Gross Domestic Product (GDP) is the cornerstone metric for assessing economic performance. For 2025, projections place US GDP at $27 trillion, though analysts anticipate a contraction in the first quarter. GDP is calculated as the sum of Consumer Spending (C), Government Spending (G), Corporate Investment (I), and Net Exports (Exports [X] minus Imports [M]), expressed mathematically as GDP = C + G + I + (X – M). Breaking it down:
- Consumers (C)contribute $19 trillion to GDP. Notably, 22.5% of this ($4.4 trillion) originates from government transfer payments, including Social Security, Medicare, Medicaid, veteran benefits, and unemployment assistance. This reliance underscores the consumer sector’s dependence on public funds.
- Government Spending (G)stands at $5 trillion in direct outlays. If we reclassify consumer-directed transfers as part of G, it surges to $9.4 trillion—over one-third of total US spending. As 2025 began, federal deficits reached $2 trillion annually (7% of GDP), a figure experts consider unsustainable and in desperate need of reduction to avoid long-term damage.
- Investment (I)totals $5.2 trillion, with roughly 20% linked to data center build-outs, fueled by demand for AI and cloud computing. Other significant areas include $1.2 trillion in structures and infrastructure, $1 trillion in intellectual property (e.g., software, movies, research and development), and $1 trillion in equipment purchases by businesses.
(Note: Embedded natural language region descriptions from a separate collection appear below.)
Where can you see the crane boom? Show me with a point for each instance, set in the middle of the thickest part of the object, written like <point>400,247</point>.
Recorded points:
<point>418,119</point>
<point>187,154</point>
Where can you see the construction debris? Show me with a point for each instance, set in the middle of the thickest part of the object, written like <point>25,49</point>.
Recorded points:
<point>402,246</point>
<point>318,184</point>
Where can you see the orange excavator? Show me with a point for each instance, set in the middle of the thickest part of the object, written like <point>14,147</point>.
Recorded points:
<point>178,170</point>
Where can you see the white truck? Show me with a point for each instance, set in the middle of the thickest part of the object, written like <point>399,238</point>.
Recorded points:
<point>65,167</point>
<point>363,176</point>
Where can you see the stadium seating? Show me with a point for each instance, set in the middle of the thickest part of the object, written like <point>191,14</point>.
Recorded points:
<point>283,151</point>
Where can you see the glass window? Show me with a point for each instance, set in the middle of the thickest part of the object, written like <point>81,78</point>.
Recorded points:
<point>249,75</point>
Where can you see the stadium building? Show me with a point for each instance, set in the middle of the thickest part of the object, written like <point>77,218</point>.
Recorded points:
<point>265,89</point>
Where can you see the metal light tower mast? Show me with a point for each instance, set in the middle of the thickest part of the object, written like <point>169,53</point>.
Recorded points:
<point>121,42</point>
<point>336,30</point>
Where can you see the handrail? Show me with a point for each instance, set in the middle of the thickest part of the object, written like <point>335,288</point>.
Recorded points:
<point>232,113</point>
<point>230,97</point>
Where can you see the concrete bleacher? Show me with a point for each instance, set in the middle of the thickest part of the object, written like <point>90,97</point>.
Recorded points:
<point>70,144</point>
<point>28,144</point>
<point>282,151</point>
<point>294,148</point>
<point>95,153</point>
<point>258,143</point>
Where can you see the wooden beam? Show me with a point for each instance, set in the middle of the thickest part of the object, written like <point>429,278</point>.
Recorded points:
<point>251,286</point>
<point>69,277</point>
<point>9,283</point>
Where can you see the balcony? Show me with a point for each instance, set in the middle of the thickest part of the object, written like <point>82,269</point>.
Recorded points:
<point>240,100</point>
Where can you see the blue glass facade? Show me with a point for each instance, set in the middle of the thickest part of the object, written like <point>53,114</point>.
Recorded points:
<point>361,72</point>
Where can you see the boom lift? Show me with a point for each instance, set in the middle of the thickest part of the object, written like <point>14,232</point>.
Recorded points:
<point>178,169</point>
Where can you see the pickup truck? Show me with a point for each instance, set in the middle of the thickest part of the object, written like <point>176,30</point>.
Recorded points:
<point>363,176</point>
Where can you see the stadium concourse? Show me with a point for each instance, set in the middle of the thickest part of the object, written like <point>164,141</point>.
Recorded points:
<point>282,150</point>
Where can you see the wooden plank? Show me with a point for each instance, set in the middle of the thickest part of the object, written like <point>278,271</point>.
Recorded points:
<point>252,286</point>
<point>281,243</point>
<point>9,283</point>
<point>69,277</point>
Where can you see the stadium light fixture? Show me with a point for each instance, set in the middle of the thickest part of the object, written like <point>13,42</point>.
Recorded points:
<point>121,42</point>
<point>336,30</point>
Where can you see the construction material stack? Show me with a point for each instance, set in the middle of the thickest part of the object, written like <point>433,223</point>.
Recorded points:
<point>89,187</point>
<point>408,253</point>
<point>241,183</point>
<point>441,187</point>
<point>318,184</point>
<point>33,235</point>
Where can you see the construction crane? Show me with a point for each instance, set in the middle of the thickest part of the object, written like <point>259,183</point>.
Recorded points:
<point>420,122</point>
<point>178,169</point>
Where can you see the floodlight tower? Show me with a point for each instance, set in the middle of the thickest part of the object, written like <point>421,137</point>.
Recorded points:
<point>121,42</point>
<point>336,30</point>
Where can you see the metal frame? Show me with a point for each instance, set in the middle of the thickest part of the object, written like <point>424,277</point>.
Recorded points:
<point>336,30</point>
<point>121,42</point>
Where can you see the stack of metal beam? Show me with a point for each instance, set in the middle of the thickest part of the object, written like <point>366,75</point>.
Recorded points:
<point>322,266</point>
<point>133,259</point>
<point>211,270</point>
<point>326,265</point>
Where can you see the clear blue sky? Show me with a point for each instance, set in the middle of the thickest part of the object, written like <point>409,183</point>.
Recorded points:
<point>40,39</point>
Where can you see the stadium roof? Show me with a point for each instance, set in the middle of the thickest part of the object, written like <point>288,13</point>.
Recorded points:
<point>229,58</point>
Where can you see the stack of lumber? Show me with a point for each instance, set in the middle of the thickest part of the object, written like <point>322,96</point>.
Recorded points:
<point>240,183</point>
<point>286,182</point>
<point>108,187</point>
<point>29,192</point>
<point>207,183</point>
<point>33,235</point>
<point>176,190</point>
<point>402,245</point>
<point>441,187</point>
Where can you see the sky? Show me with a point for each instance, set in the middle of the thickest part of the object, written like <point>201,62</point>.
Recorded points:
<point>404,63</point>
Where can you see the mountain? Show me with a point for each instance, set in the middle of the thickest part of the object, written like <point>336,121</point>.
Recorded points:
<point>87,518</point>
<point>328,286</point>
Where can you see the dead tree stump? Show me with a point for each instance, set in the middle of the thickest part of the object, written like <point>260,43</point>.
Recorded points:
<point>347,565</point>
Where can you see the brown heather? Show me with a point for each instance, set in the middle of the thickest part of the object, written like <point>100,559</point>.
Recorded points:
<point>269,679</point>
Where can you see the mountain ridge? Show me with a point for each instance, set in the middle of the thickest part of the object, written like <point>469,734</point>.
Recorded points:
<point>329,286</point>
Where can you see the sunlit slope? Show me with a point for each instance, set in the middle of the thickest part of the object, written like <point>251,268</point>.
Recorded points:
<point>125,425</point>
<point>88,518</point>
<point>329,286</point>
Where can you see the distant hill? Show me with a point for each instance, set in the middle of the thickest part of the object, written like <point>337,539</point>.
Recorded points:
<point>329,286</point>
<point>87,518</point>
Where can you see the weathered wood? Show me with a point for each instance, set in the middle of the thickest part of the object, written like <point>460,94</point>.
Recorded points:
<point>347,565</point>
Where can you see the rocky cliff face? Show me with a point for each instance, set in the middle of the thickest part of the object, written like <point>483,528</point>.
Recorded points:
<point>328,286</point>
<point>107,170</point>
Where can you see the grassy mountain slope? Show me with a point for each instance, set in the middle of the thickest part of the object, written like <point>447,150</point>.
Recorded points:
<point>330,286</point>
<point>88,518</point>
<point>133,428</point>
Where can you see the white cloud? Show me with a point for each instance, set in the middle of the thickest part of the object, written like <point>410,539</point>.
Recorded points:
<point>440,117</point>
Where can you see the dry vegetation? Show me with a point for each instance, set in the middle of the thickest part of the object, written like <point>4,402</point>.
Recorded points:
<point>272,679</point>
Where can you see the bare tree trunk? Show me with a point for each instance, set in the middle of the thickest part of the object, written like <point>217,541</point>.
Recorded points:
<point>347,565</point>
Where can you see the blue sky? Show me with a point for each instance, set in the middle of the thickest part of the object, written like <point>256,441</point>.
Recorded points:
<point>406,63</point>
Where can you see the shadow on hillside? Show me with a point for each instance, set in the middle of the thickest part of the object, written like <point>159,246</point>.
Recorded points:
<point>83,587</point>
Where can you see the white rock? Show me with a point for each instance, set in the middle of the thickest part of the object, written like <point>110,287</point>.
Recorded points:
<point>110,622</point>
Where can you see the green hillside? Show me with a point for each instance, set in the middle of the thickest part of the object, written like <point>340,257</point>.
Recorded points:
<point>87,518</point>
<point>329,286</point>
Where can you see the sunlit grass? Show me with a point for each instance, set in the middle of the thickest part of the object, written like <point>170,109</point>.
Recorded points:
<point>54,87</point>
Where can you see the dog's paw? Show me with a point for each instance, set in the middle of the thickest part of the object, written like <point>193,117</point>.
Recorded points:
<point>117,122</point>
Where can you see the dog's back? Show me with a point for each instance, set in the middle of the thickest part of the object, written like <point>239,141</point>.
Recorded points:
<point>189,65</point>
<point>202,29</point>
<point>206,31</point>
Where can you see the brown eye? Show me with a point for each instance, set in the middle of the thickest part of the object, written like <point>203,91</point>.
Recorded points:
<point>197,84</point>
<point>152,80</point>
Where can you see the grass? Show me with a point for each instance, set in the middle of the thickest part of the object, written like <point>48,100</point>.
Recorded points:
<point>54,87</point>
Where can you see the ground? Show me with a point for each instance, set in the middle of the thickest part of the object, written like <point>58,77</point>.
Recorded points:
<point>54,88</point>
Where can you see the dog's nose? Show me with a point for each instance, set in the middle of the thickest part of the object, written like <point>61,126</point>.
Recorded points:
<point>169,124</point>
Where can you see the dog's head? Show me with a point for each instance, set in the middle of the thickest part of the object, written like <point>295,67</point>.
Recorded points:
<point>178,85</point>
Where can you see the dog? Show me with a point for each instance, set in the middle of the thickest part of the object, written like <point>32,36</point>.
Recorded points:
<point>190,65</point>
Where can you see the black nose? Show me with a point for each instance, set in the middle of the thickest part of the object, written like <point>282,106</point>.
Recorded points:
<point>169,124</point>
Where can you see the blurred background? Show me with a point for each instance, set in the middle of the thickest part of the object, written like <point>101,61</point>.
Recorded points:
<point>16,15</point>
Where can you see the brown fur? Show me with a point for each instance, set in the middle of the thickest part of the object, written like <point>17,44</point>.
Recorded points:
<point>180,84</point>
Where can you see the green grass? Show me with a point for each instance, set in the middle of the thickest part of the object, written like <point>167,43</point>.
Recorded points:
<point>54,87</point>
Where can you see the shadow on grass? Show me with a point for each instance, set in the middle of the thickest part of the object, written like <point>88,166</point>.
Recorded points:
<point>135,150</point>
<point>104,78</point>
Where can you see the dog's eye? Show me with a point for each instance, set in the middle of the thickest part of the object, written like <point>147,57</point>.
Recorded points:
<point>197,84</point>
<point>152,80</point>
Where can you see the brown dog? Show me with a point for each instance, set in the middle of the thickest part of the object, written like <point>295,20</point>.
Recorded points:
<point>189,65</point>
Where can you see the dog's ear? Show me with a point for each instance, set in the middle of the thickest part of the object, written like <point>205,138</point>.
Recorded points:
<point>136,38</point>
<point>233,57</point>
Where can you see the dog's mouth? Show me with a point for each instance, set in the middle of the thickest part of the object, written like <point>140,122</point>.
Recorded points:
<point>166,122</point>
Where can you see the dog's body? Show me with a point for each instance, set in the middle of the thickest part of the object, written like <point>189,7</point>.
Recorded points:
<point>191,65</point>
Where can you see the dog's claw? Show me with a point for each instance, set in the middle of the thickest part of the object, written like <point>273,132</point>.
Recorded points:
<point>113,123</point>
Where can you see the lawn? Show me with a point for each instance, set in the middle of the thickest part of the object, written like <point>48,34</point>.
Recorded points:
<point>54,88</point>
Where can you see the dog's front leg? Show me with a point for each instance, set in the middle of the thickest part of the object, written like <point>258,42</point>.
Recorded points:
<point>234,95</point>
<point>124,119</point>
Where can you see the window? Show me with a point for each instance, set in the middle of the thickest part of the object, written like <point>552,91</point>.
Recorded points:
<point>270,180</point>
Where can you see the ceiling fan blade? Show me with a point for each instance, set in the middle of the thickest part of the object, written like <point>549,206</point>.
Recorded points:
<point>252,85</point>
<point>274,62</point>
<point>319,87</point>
- Net Exports (X – M)reveal a record $1.25 trillion deficit, a persistent drag on growth. Key imports include capital goods like computers, consumer goods like automobiles, and industrial supplies like oil. The U.S. imports heavily from Mexico ($475B), China ($440B), and Canada ($420B), while exporting most to Canada ($360B), Mexico ($330B), and China ($155B). Trade imbalances with Germany ($255B in, $63B out) and Japan ($154B in, $66B out) further widen the gap.
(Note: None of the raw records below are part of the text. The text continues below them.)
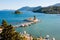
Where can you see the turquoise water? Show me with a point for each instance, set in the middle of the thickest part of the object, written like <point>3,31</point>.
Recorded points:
<point>49,24</point>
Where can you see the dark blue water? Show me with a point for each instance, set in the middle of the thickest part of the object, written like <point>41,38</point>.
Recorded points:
<point>49,24</point>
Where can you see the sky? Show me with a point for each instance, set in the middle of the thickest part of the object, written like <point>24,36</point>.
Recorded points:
<point>16,4</point>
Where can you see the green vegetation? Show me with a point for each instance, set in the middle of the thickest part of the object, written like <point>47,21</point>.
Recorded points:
<point>17,12</point>
<point>49,10</point>
<point>9,33</point>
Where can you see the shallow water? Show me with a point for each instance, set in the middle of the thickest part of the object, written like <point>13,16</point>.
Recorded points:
<point>49,23</point>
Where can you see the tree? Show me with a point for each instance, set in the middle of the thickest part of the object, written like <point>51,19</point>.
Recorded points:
<point>9,33</point>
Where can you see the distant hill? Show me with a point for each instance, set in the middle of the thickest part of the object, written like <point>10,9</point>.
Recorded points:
<point>54,9</point>
<point>58,4</point>
<point>29,8</point>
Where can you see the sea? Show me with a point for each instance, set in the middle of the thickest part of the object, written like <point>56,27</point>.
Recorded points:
<point>49,24</point>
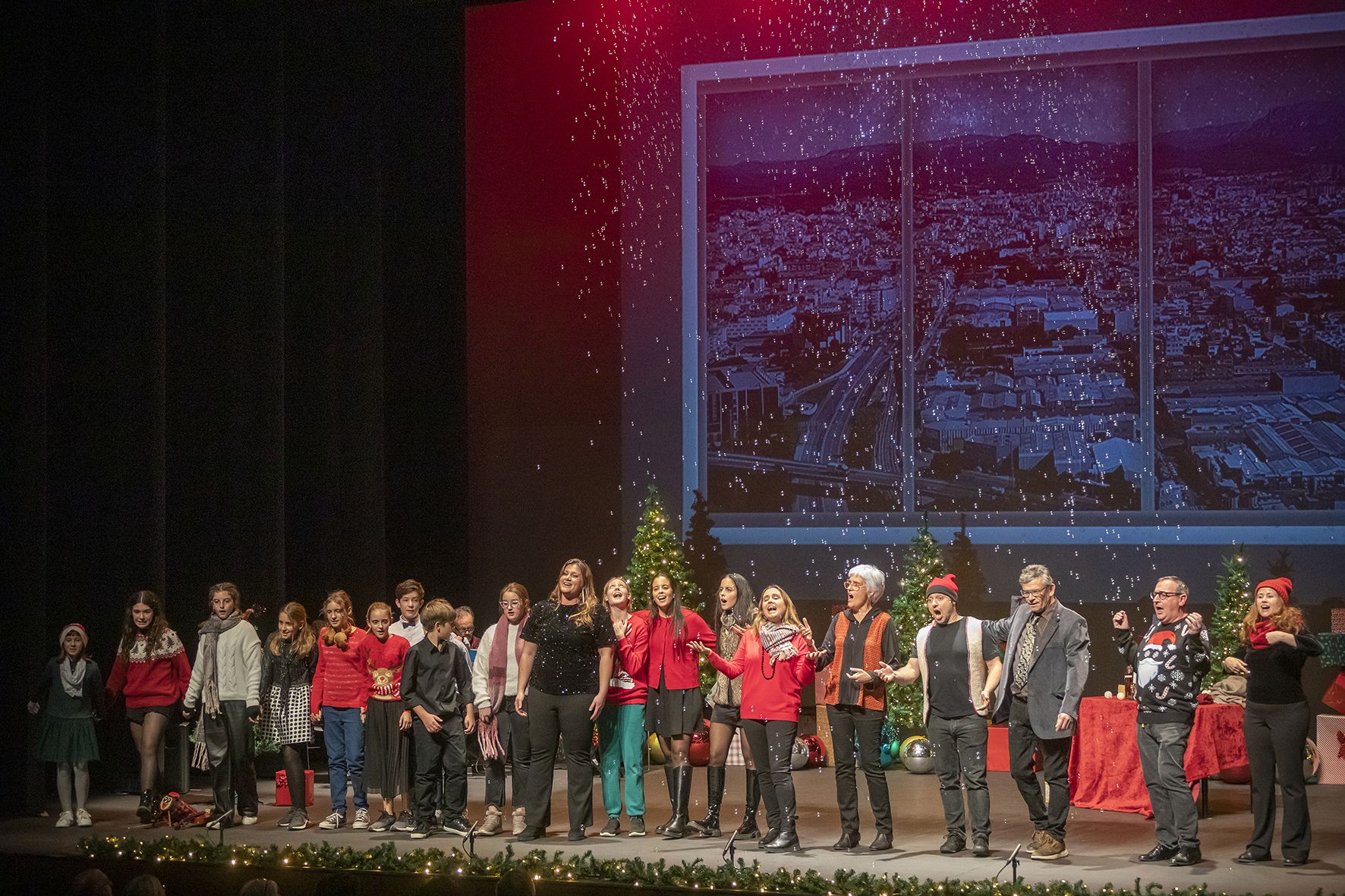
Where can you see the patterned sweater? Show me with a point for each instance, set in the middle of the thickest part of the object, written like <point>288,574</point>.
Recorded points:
<point>1169,665</point>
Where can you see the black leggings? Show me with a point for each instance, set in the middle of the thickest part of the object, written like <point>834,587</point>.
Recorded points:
<point>296,766</point>
<point>773,747</point>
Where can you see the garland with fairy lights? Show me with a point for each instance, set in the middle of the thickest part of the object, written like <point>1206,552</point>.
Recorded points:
<point>573,868</point>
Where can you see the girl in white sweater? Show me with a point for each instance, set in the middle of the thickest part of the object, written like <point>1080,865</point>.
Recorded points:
<point>226,685</point>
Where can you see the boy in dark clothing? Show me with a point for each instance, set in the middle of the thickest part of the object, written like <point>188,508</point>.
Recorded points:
<point>437,689</point>
<point>1169,661</point>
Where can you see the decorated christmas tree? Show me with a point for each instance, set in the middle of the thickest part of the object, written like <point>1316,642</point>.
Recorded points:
<point>704,552</point>
<point>1233,596</point>
<point>923,561</point>
<point>658,551</point>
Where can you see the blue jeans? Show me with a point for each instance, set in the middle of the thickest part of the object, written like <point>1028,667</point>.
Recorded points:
<point>620,737</point>
<point>343,736</point>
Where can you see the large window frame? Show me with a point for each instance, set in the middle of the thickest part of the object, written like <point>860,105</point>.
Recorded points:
<point>1139,47</point>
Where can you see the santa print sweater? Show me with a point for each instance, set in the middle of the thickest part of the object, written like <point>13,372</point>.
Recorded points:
<point>771,692</point>
<point>1169,665</point>
<point>342,678</point>
<point>672,661</point>
<point>148,677</point>
<point>383,664</point>
<point>630,666</point>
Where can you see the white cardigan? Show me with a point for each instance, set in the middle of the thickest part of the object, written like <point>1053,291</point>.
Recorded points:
<point>238,665</point>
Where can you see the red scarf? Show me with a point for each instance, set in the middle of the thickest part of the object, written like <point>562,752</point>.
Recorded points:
<point>498,666</point>
<point>1261,629</point>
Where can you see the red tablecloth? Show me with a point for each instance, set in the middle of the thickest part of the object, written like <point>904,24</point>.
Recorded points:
<point>1104,763</point>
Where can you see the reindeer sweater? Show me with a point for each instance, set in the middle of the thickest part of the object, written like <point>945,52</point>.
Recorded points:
<point>1169,666</point>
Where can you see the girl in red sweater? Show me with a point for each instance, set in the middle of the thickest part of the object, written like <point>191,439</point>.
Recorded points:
<point>674,708</point>
<point>388,718</point>
<point>773,659</point>
<point>341,693</point>
<point>153,673</point>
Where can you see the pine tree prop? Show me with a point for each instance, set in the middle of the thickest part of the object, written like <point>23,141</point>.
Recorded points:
<point>923,561</point>
<point>657,551</point>
<point>1233,589</point>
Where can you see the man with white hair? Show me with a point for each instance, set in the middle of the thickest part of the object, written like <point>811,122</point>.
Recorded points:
<point>1045,669</point>
<point>857,704</point>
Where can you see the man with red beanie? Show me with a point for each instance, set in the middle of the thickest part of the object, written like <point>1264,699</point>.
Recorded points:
<point>961,670</point>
The specter of recession looms large. Pre-COVID, deficits approached $1 trillion—double the levels from five years prior. During the pandemic, they skyrocketed by $5.8 trillion (27% of GDP), flooding the economy with cash and igniting inflation as the dollar’s value eroded. Current dynamics highlight the strain:
- Consumers (C), driving two-thirds of GDP, are squeezed by rising prices and stagnant wages, curbing their spending power.
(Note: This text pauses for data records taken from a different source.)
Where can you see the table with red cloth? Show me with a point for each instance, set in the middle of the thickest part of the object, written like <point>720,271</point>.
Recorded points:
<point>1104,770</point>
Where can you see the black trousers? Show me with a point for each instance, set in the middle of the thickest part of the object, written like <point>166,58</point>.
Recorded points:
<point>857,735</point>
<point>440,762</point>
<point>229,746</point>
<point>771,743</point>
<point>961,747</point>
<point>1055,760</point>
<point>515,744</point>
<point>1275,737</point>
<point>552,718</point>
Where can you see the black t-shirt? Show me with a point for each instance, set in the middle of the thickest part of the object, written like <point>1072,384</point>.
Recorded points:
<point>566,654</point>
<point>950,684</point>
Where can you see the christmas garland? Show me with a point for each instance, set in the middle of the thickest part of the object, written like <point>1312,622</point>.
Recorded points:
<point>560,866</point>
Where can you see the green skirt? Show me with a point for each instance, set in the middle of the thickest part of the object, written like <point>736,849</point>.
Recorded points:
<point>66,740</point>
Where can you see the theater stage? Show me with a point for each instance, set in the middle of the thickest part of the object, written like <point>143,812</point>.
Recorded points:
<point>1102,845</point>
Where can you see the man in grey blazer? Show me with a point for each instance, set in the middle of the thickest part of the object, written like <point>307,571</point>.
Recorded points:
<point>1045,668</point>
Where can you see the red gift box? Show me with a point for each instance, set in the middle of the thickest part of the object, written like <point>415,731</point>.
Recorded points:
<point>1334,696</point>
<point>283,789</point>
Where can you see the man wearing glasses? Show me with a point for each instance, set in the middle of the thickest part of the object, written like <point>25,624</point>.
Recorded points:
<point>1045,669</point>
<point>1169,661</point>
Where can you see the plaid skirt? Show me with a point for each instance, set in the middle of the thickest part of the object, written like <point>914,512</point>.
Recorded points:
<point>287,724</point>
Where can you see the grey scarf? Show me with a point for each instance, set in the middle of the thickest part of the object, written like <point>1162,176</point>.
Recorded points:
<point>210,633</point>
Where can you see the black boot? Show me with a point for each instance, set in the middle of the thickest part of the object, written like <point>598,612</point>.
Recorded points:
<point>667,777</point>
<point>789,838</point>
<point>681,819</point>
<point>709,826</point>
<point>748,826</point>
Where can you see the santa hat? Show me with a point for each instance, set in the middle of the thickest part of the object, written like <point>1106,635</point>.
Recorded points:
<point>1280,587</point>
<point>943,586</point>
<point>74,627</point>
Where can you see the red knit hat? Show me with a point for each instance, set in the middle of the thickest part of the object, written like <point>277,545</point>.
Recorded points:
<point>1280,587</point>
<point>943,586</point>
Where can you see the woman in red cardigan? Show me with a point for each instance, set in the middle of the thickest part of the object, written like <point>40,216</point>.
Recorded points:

- Government Spending (G)has propped up the economy since 2022, compensating for consumer weakness.
- Investment (I)has tapered off, despite tech-driven data center growth.
- Net Exports (X – M)remain a headwind.
Post-pandemic, spending should have normalized. Outside of recessionary times, deficits typically shouldn’t exceed GDP growth (around 3%, or $1 trillion annually). Instead, they hit $1.4 trillion (5.4% of GDP) in 2022, $1.7 trillion (6.2%) in 2023, $1.8 trillion (6.4%) in 2024, and are projected at $2 trillion (7.2%) in 2025. Such overspending in stable times stokes inflation and jeopardizes future growth. While it staved off a recession in 2022, it’s now a liability..
Deficits must shrink. To avoid a recession from reduced government spending, consumer or investment growth must offset the cuts. Yet, consumers—25% reliant on government programs and 50% driven by the top 20% of earners ($140,000+ households)—face headwinds. Rising unemployment, tied to spending declines, dim hopes for a quick rebound. Without a surge in private activity, 2025 risks a stagflation or a recession as corrective measures needed to solve excessive government spending force a painful correction.
The GOP are hoping that these corrective actions can be accomplished quickly. If not, look for Democrats to have a strong chance to reclaim the House and Senate in 2026 despite highly irresponsible spending over the last three years.